Il y a 18 mois, Lucie est devenue secrétaire générale de ChargeUp Europe. « Je souhaite consacrer le reste de ma carrière à des structures qui œuvrent de façon utile pour le climat. Le fait d’être mère de 3 enfants n’est pas non plus étranger à ce choix pour la transition verte » indique-t-elle.
ChargeUp est une fédération d’entreprises, basée à Bruxelles, créée il y a 4 ans par 3 membres et qui en compte désormais 33. ChargeUp Europe représente l’ensemble de la chaîne de valeur de la recharge (les opérateurs, les fabricants, les fournisseurs de solutions logicielles, etc.). « Nous menons un travail de lobbying vis-à-vis à des institutions européennes. Cela passe par beaucoup de pédagogie car la recharge est un secteur peu connu et pas toujours très bien compris. Nous essayons également de prendre des initiatives pour structurer cette industrie encore jeune ». Lucie a recruté une équipe 100% féminine pour travailler à ses côtés. « Mon principe numéro 1 est de faire avant de dire et cela compense la composition 100% masculine de nos membres ! ».

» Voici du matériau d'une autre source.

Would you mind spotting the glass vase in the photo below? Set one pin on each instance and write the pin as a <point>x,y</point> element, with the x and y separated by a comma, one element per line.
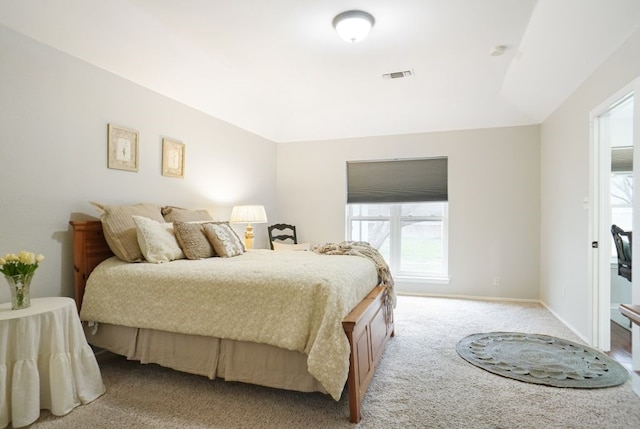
<point>20,295</point>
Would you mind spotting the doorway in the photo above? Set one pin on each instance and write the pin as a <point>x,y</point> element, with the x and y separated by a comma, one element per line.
<point>601,215</point>
<point>613,154</point>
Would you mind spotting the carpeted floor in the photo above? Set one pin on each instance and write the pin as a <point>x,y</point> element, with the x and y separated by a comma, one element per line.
<point>421,383</point>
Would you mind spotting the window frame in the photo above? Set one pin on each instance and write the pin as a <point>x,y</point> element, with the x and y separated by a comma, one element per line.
<point>395,219</point>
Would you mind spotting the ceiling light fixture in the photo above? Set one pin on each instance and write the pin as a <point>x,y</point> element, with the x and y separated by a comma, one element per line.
<point>353,25</point>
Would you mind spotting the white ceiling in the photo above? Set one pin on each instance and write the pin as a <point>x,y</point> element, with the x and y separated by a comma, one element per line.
<point>278,69</point>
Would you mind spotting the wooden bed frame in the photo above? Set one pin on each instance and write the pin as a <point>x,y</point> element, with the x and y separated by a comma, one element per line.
<point>368,327</point>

A la question de la place des femmes dans cette industrie, Lucie estime que les besoins de recrutement sont tels que les acteurs ne peuvent pas se permettre une discrimination de genre à l’embauche. « De façon générale, l’industrie de la recharge a une sensibilité plutôt moins conservatrice et plus progressiste que d’autres branches du transport » analyse-t-elle.

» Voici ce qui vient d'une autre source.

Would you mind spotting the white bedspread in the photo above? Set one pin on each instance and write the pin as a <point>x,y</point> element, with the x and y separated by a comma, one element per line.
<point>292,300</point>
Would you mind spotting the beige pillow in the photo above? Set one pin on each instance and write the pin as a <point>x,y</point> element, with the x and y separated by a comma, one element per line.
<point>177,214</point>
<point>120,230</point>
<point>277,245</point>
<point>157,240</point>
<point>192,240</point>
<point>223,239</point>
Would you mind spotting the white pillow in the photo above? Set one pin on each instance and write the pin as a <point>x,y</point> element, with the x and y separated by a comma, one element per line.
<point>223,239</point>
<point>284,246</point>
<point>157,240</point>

En revanche, elle se souvient encore d’un haut responsable européen, qui lors d’une réunion, s’est levé et est parti au moment où l’une des 5 femmes présentes, a enfin pu prendre la parole. « Face à ce comportement cavalier, nous avons choisi de sortir par le haut et d’en faire quelque chose de positif, raconte Lucie. Nous avons ainsi lancé la campagne Women in e-mobility. L’idée est de mettre en avant les nombreux profils et talents féminins. « C’est une bonne façon de faire connaître nos métiers, notre secteur et de montrer que les femmes savent aussi coder ou fabriquer des bornes ! ».

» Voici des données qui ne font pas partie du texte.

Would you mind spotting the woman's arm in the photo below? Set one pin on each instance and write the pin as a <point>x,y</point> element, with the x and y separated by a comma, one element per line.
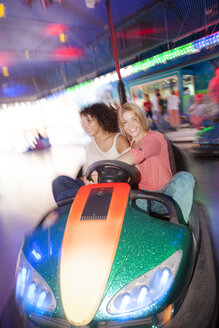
<point>127,158</point>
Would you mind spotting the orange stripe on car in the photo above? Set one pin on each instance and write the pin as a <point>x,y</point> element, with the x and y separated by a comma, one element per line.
<point>88,252</point>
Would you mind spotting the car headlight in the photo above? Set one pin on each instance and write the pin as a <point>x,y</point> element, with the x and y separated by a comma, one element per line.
<point>31,289</point>
<point>148,290</point>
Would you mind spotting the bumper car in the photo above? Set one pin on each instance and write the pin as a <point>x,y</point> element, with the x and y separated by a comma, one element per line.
<point>101,261</point>
<point>206,143</point>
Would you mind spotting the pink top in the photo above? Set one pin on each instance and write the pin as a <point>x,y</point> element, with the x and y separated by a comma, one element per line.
<point>152,158</point>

Le sentiment de légitimité
Enfin, Lucie a évoqué la façon dont les femmes avaient tendance à internaliser le sentiment du manque de légitimité, en évoquant sa propre expérience. « J’ai eu le déclic lors d’un panel à Berlin. J’étais la seule femme au milieu de trois hommes quinquagénaires. Je m’étais ultra-préparée, je connaissais mes fiches par cœur. Et là, je me suis rendu compte que les hommes étaient arrivés sans rien préparer, les mains dans les poches, mais très sûrs d’eux. Je rêve d’arriver, moi aussi, un jour, à un panel, sans rien avoir préparé ! »*
Par ailleurs, elle a réalisé l’importance de participer à des tables rondes sur la place des femmes, lorsqu’une DRH est venue lui dire un jour à Oslo que c’était grâce à l’une de ses interventions qu’elle avait eu le courage d’accepter un poste de CEO. Les petits ruisseaux font les grandes rivières ! Chez Femmes en Mouvement, nous en sommes convaincues 😊
*Marie-Xavière Wauquiez a rappelé l’existence du site expertes.fr et l’importance de s’y inscrire pour être invitée à prendre la parole sur ses domaines de compétence.